Mas o que terá levado esta «iminência parda» a fazer esta comparação tão estapafúrdia? Não gosta do Alentejo? Dos alentejanos? Das duas coisas? Sendo um cidadão de Lisboa, nascido e criado na capital, mantem a ideia de que «tudo o resto é paisagem»? Ou, pelo contrário, foi acometido pela nostalgia e sentimentalismo ditos alentejanos, que o fazem derrapar para o saudosismo envergonhado, contido na frase ‘Angola era nossa até 1975, já não é.” É claro, que também se pode tentar perceber esta comparação tão estapafúrdia como uma indireta ao que se terá passado nos tempos da «reforma agrária». Mesmo por este ângulo, esta «iminência parda» erra (de que maneira) o alvo.
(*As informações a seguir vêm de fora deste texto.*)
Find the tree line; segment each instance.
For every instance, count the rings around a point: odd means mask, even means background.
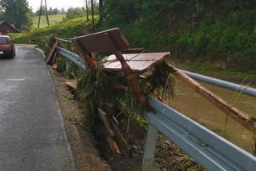
[[[47,12],[49,15],[65,14],[66,13],[64,8],[58,9],[58,8],[52,8],[52,7],[50,7],[47,10]],[[41,14],[45,15],[46,14],[46,6],[42,6],[41,10]],[[35,15],[40,14],[40,7],[38,7],[38,9],[36,10],[34,14]]]

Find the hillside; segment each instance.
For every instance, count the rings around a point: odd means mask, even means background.
[[[57,15],[49,15],[49,22],[50,25],[56,24],[62,22],[62,18],[66,14],[57,14]],[[39,16],[34,16],[33,18],[33,26],[32,28],[38,28]],[[41,17],[40,27],[43,28],[47,26],[46,16],[43,15]]]
[[[108,0],[101,29],[119,26],[133,45],[182,62],[255,70],[255,1],[134,2]]]
[[[86,22],[86,18],[77,18],[28,33],[10,34],[10,37],[14,43],[38,45],[47,54],[54,44],[53,38],[69,38],[82,35],[82,27],[85,26],[90,28],[90,23]]]

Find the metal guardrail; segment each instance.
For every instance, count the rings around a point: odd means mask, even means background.
[[[57,47],[57,50],[61,55],[62,55],[67,60],[76,64],[81,69],[82,69],[84,70],[86,70],[87,69],[87,66],[85,62],[85,60],[82,57],[78,56],[76,54],[74,54],[73,52],[70,52],[70,51],[66,50],[63,48],[61,48],[61,47]]]
[[[142,170],[152,170],[158,131],[165,134],[206,169],[253,171],[256,157],[155,99],[146,111],[150,123]]]
[[[81,57],[63,48],[57,48],[59,54],[67,60],[86,70],[85,61]],[[182,71],[195,79],[255,97],[254,89],[189,71]],[[210,171],[255,170],[256,157],[249,153],[156,99],[150,98],[149,105],[154,111],[145,111],[146,119],[149,121],[150,126],[142,171],[154,170],[158,131]]]
[[[180,71],[182,71],[182,73],[187,74],[188,76],[194,79],[200,80],[202,82],[204,82],[211,85],[215,85],[220,87],[223,87],[225,89],[234,90],[234,91],[256,97],[256,89],[241,86],[238,84],[234,84],[232,82],[226,82],[223,80],[220,80],[220,79],[204,76],[204,75],[201,75],[201,74],[192,73],[186,70],[180,70]]]

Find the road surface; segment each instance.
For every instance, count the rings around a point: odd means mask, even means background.
[[[42,54],[16,54],[0,59],[0,170],[75,170]]]

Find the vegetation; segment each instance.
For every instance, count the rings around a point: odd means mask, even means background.
[[[49,15],[50,25],[54,25],[56,23],[61,22],[62,21],[63,18],[65,18],[65,16],[66,16],[66,14]],[[33,17],[32,29],[38,28],[38,19],[39,19],[39,16],[36,15],[36,16]],[[48,26],[47,21],[46,21],[46,16],[42,15],[42,16],[41,16],[40,27],[43,28],[46,26]]]
[[[119,26],[133,45],[170,51],[182,62],[251,70],[255,9],[250,0],[105,0],[100,30]]]
[[[14,24],[18,30],[32,26],[32,11],[26,0],[0,0],[1,19]]]
[[[53,9],[52,7],[50,7],[47,12],[49,15],[65,14],[66,13],[64,8],[62,8],[59,10],[58,8]],[[40,7],[38,9],[38,10],[34,14],[36,15],[40,14]],[[41,14],[42,15],[46,14],[46,6],[42,6]]]
[[[53,38],[68,38],[82,35],[82,27],[84,26],[90,28],[90,23],[86,22],[86,18],[78,18],[31,32],[14,34],[10,36],[15,43],[37,44],[47,54],[54,42]]]

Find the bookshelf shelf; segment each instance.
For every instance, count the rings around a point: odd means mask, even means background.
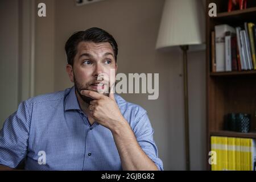
[[[211,136],[230,136],[240,138],[249,138],[256,139],[256,133],[238,133],[229,131],[212,131],[210,133]]]
[[[230,12],[223,12],[219,13],[217,14],[216,17],[212,17],[211,18],[221,18],[224,17],[232,16],[233,18],[235,16],[248,16],[250,14],[254,15],[256,12],[256,7],[250,7],[245,10],[234,10]]]
[[[241,72],[211,72],[210,76],[236,76],[243,75],[254,75],[256,76],[256,71],[243,71]]]

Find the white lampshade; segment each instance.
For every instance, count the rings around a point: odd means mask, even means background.
[[[166,0],[156,48],[204,44],[205,16],[202,0]]]

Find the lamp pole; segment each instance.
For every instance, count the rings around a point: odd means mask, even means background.
[[[189,158],[189,123],[188,119],[188,67],[187,67],[187,51],[188,46],[180,46],[183,52],[183,88],[184,88],[184,109],[185,119],[185,146],[186,170],[190,171]]]

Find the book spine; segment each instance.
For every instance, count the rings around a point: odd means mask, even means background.
[[[231,64],[231,36],[228,35],[225,36],[225,70],[226,72],[232,71]]]

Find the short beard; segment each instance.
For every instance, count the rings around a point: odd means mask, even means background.
[[[90,102],[93,101],[93,99],[92,99],[90,97],[82,95],[80,93],[81,91],[82,90],[90,90],[86,89],[86,88],[84,88],[82,85],[81,85],[80,83],[79,83],[77,81],[77,80],[76,79],[76,76],[75,76],[75,73],[74,73],[74,85],[75,85],[75,88],[76,89],[76,91],[77,92],[79,95],[80,96],[81,98],[84,101],[84,102],[85,102],[88,104],[90,104]],[[90,91],[94,92],[93,90],[90,90]],[[104,94],[109,97],[110,92],[110,88],[109,87],[109,93],[104,93]]]

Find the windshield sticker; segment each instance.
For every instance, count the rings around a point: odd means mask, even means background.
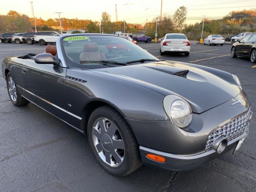
[[[63,41],[81,41],[86,40],[89,39],[89,37],[85,36],[72,36],[71,37],[67,37],[63,39]]]

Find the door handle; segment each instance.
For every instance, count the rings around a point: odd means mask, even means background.
[[[26,72],[28,71],[28,70],[26,68],[23,68],[21,69],[21,73],[23,74],[26,74]]]

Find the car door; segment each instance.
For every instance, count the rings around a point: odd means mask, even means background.
[[[53,115],[65,119],[67,69],[51,64],[38,64],[32,59],[25,60],[22,65],[20,76],[23,96]]]
[[[241,40],[239,47],[239,55],[245,56],[250,56],[250,50],[252,47],[252,44],[250,41],[251,36],[251,34],[248,35]]]

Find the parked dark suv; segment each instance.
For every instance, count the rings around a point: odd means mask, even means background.
[[[26,33],[22,37],[22,41],[23,43],[26,43],[29,45],[32,45],[35,43],[35,34],[34,32]]]
[[[141,33],[133,33],[131,38],[137,42],[144,41],[145,43],[151,43],[152,41],[152,38],[150,37],[145,36],[145,35]]]
[[[12,42],[12,35],[14,35],[14,33],[3,33],[0,36],[0,39],[2,42],[4,43],[7,44],[8,43],[11,43]]]

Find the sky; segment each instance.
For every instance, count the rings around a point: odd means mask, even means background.
[[[115,5],[117,6],[118,20],[143,24],[159,15],[161,0],[32,0],[35,17],[44,20],[58,18],[55,12],[62,12],[61,17],[99,21],[103,12],[109,13],[112,21],[116,20]],[[3,1],[0,14],[6,15],[10,10],[32,17],[30,0]],[[26,5],[27,5],[26,6]],[[256,8],[256,0],[163,0],[163,14],[173,14],[180,6],[187,8],[187,24],[206,17],[226,15],[232,10]],[[198,17],[193,18],[192,17]]]

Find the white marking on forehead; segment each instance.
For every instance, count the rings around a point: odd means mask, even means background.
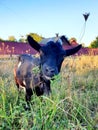
[[[57,40],[61,45],[63,44],[62,43],[62,40],[59,38],[58,40]]]
[[[48,42],[50,42],[50,41],[54,42],[53,38],[50,38],[50,39],[48,40]]]
[[[20,62],[18,63],[18,68],[21,66],[21,64],[22,64],[22,63],[21,63],[21,61],[20,61]]]

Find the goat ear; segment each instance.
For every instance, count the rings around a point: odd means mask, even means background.
[[[32,48],[36,51],[40,51],[41,46],[30,35],[27,37],[27,40]]]
[[[81,49],[82,45],[78,45],[74,48],[68,49],[64,51],[64,56],[70,56],[75,54],[76,52],[78,52]]]

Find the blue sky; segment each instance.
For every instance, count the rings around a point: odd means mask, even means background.
[[[84,37],[84,17],[90,12]],[[86,46],[98,36],[98,0],[0,0],[0,37],[16,39],[28,33],[75,37]]]

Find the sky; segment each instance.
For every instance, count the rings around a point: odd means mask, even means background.
[[[29,33],[59,33],[88,46],[98,36],[98,0],[0,0],[0,38],[18,40]]]

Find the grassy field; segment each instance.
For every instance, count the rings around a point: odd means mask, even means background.
[[[14,64],[0,62],[0,130],[98,129],[98,56],[66,58],[51,81],[51,95],[33,95],[30,111],[24,110],[24,93],[17,92]]]

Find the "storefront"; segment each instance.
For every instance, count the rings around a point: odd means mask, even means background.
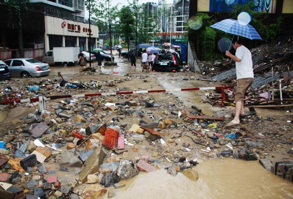
[[[79,46],[82,51],[89,50],[90,32],[91,49],[96,48],[99,29],[88,23],[64,20],[49,16],[45,17],[45,49],[47,51],[54,47]]]

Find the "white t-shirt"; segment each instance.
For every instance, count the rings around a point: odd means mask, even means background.
[[[147,61],[147,53],[144,52],[142,54],[142,62],[146,62]]]
[[[235,55],[241,60],[240,62],[235,63],[237,79],[253,78],[253,68],[250,51],[242,45],[237,48]]]

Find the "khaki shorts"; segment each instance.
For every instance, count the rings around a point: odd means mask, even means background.
[[[243,78],[237,80],[237,87],[235,93],[235,101],[242,102],[245,92],[251,85],[253,78]]]

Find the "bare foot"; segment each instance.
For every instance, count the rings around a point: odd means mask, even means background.
[[[231,121],[230,122],[229,122],[228,123],[228,124],[227,125],[226,127],[230,127],[231,126],[234,126],[234,125],[238,125],[238,124],[239,124],[240,123],[240,121],[235,121],[234,120]]]

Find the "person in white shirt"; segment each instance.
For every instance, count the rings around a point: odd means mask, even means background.
[[[143,52],[144,53],[142,54],[142,67],[144,65],[146,64],[147,62],[147,53],[146,52],[145,49]]]
[[[235,92],[235,116],[232,121],[227,124],[227,127],[237,125],[240,123],[240,115],[244,115],[244,95],[253,81],[253,69],[251,53],[242,44],[241,39],[232,42],[233,48],[236,50],[235,55],[226,51],[226,56],[235,61],[237,87]]]

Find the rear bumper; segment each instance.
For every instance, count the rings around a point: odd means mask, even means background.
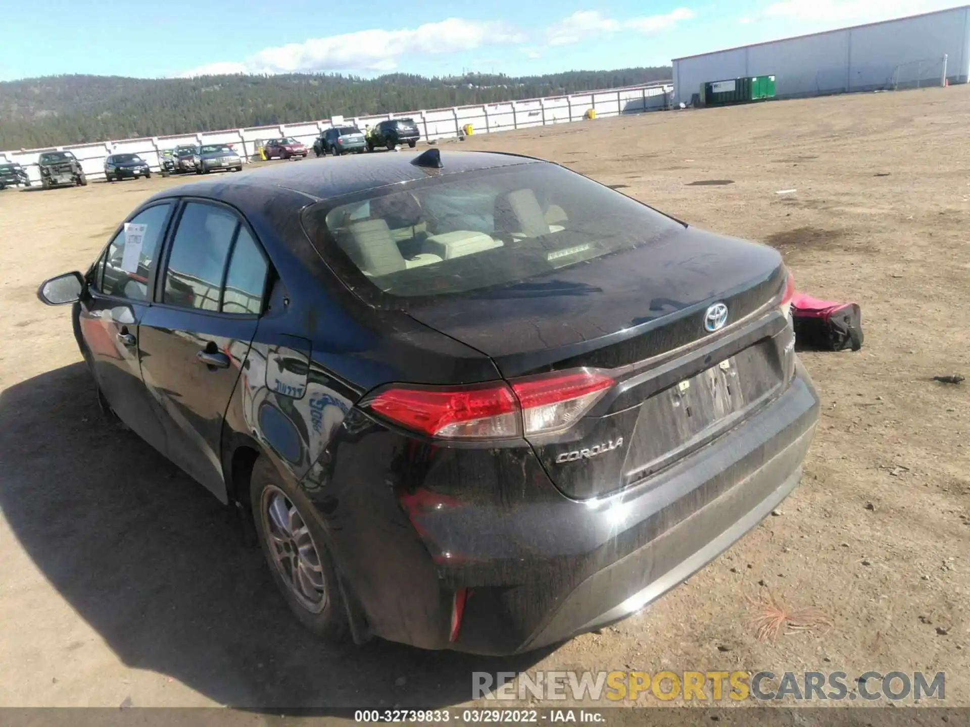
[[[625,618],[710,562],[797,485],[818,417],[798,364],[755,416],[599,499],[563,495],[528,447],[436,448],[379,426],[305,487],[372,633],[509,654]]]

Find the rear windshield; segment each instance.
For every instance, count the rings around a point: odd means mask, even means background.
[[[40,162],[41,164],[49,164],[50,162],[69,162],[74,159],[74,156],[67,151],[48,151],[47,154],[41,154]]]
[[[682,229],[541,163],[394,185],[337,206],[318,203],[304,224],[344,282],[372,303],[392,306],[531,281]]]

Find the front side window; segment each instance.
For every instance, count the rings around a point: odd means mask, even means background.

O PCP é o aliado natural do MPLA, partido do governo em Angola. Insisto, portanto, o que terá levado esta «iminência parda» a comparação tão estapafúrdia? É a chamada «diplomacia de cócoras». Isto é, esta «iminência parda» sacrifica nos argumentos, gentes e território português para a sua afirmação (posição!?) subserviente perante países estrangeiros, designadamente, Angola. Criticar o regime angolano, é ‘pecado’ para esta «iminência parda». Sobretudo se a crítica vem de certos setores da sociedade politica e social portuguesa. Pelo contrário, criticar (preocupar-se!) a Venezuela, onde «existe uma ditadura marxista controlada pelos cubanos» é que deveria ser uma prioridade para esta «iminência parda». Aqui já «têm o direito de dar palpites sobre tudo o que se passa».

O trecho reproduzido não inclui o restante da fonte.